The bottle with a snow bank back drop.


----------



## Steve/sewell (Feb 9, 2010)

Not a great picture but the pontil mark.


----------



## Steve/sewell (Feb 9, 2010)

Here is the drawing done by John Fisher based on a fact gathering mission and some historical records from the 
 Gloucester county historical society.You need to take the present day aerial photo I showed earlier and point noth
 to south as you can see Johns drawing has the north arrow at the bottom middle of his picture.
 Basically my picture is upside down to his drawing.


----------



## earlyglass (Feb 9, 2010)

Great information Steve, and I love that Pitkin. If you ever need to sell it, please keep me in mind. 

 Only one correction... it was Richmond Morcom. 

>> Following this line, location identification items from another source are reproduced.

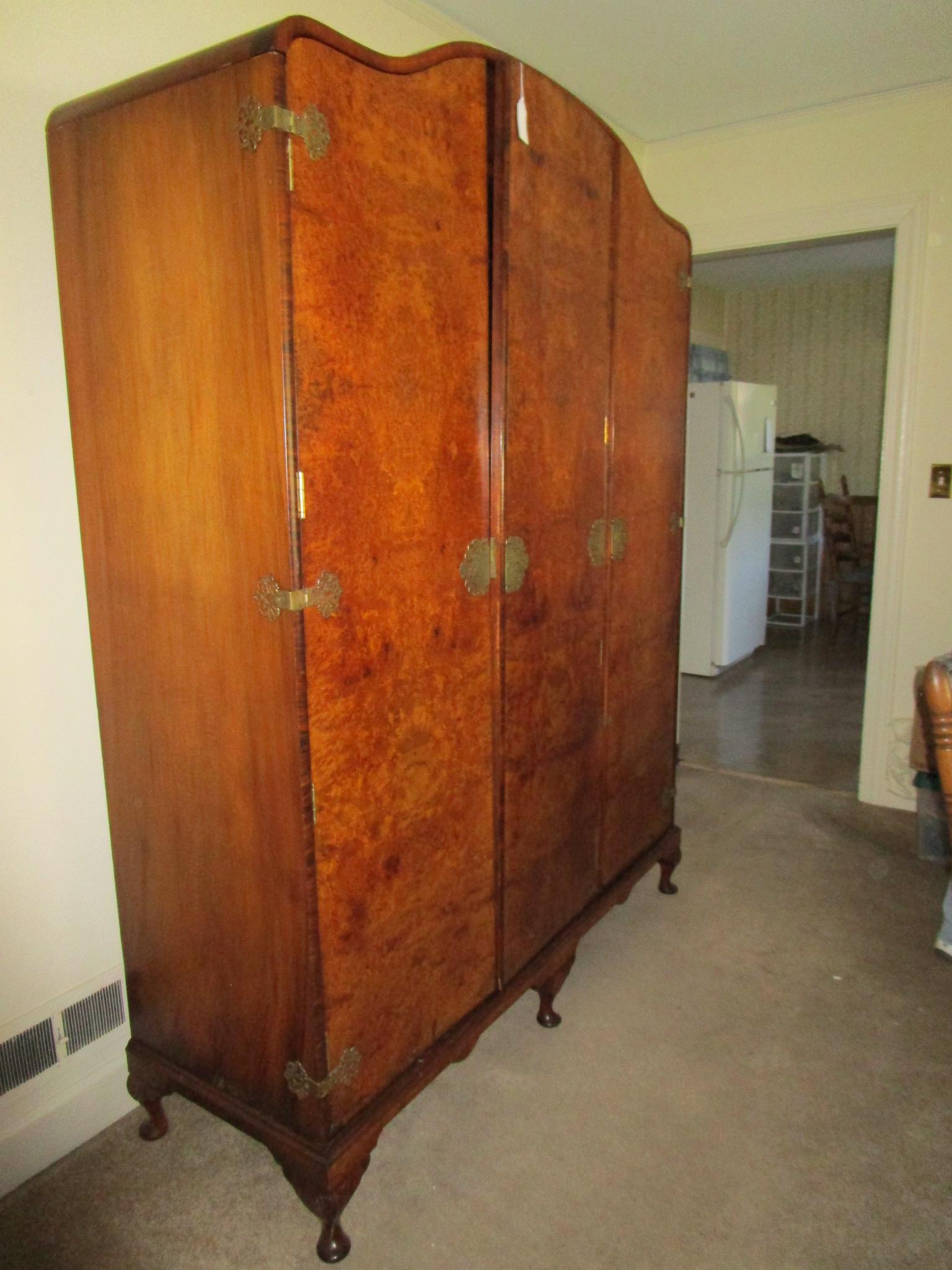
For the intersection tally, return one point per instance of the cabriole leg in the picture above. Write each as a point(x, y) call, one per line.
point(547, 992)
point(668, 865)
point(149, 1090)
point(327, 1191)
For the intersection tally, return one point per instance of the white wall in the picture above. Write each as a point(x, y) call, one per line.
point(815, 167)
point(58, 910)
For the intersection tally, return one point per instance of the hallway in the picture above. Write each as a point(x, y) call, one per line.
point(792, 710)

 I have quite a few Clementon shards, including a couple of pitkin pieces. I will try to take some pictures tomorrow. 

 Mike


----------



## Steve/sewell (Feb 9, 2010)

Thanks Mike unfortunatley I cant edit my typo any more thanks for pointing it out though and look forward to your pictures.
 I have a few more bottles I'll be posting tommorrow also as it looks like I will be snowed in again.


----------



## earlyglass (Feb 9, 2010)

Steve, 

 You really have some great information here. It seems like there may be some opportunity to "investigate" where Mr. Morcom left off? I wonder if Clementon Lake holds any secrets?? 

 Mike


----------



## southern Maine diver (Feb 10, 2010)

Hey Mike...

 You must have been reading my mind.. maybe a "road trip" is in order...[]

 Wayne


----------



## sweetrelease (Feb 10, 2010)

is that flask sitting in the snow??? thats ballsy lol. nice info steve.~matt


----------



## Steve/sewell (Feb 10, 2010)

Yes Matt the flask was in the snow for about 20 seconds.


----------



## Jimd18 (Oct 20, 2017)

I have found a bottle with Gloucester bott wks Gloucester NJ on it could this possibly be from this glass works? I researched Gloucester bottle works nj and this was the closest possiblity and from the same general area. Looking to find out more info about it and possibly search for more.


----------



## nhpharm (Oct 20, 2017)

Wrong timeframe for sure...your bottle is from the early 1900's based on what I know of the bottles from that bottling works.  The glasshouse was around in the early 1800's.  If you share a photo we can probably tell you more or you might try posting on the NJ bottle forum.


----------